白いたて糸をいっぽんずつそろえて。整経。

そろえた白い糸が動かないように荒く織ります。
ざっくりと。仮織り。
たて糸に柄を付ける時に糸に隙間が開かないように。
引き込みをして。よこ糸をジグザグと。


昔から使われている 天然コンニャクに染料をいれて。
一色ずつ柄を型で染めていきます。捺染。

一日寝かせておいた捺染したたて糸は、蒸して染料を定着させます。
たて糸の水分をタンプルにかけて熱で蒸気をとばしてまっすぐのたて糸に。


よこ糸の色をきめて染めます。時間をかけて丁寧にゆっくりと。
染め上がったら、きちんと糸を張って。
糸をきちんときれいに返せるように“アビソ(糸のガイド)”も丁寧にそろえていきます。
ひとつの手間が最終的な仕上がりに影響するのでひとつひとつ丁寧に真心を込めて作業します。
…よこ糸を染めるだけても、数日の手間がかかるんです。


はた織り機にかけてセットしたら綜絖(そうこう)という小さな穴に一本ずつ順番に通して。
筬(おさ)に隙間があかないように順番に通していきます。
間違えたら最初からやり直し。とても根気のいる作業です。


幾つもの行程を得てやっと織っていきます。
山登りで例えたら、八合目。頂上まであともうひと頑張り。
織るも大変。
織物は心の鏡。いまの気持ちが織り目にすべて映ります。

<秩父銘仙の技法と特徴>
“秩父銘仙”の特徴はたて糸に柄を捺染(なっせん)してからよこ糸を織る平織の技法。
たて糸を染めてから織ることで表裏が同じ模様のリバーシブルになります。
糸が微妙にずれて絣模様になります。

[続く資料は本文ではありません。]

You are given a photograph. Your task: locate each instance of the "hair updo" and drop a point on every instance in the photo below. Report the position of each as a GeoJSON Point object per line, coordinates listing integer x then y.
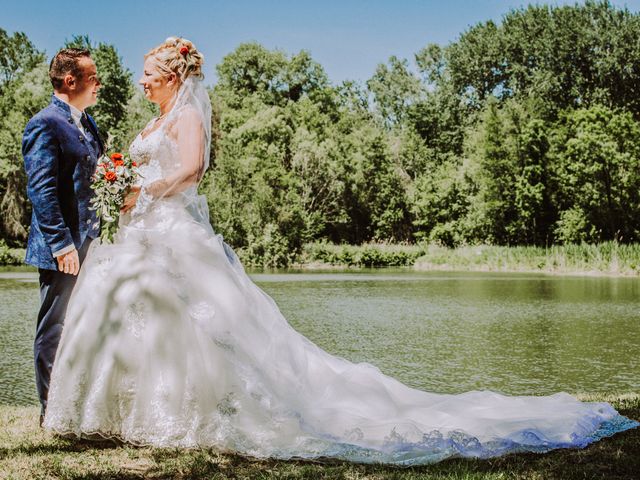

細かいカスリ模様も特徴のひとつです。

はた織り機にセットして生地を織っていく時に
仮織りの糸を取りながら 織り進めていくので
ほぐし織りとも言います。

昔の人は着物は表地が汚れたら
洗い張りといって
仕立てた着物をほどいて洗ってまた裏返しにして
大切に大切に着たそうです。

ここで紹介したのは一部の工程で、もっとたくさんの工程を得てやっと一枚の布に仕上がります。
長い時間をかけて織りあがると
わが子のように愛しく思えます。

私たちの思いがたくさん詰まった秩父銘仙。
わくわく楽しい毎日の彩りになりますように。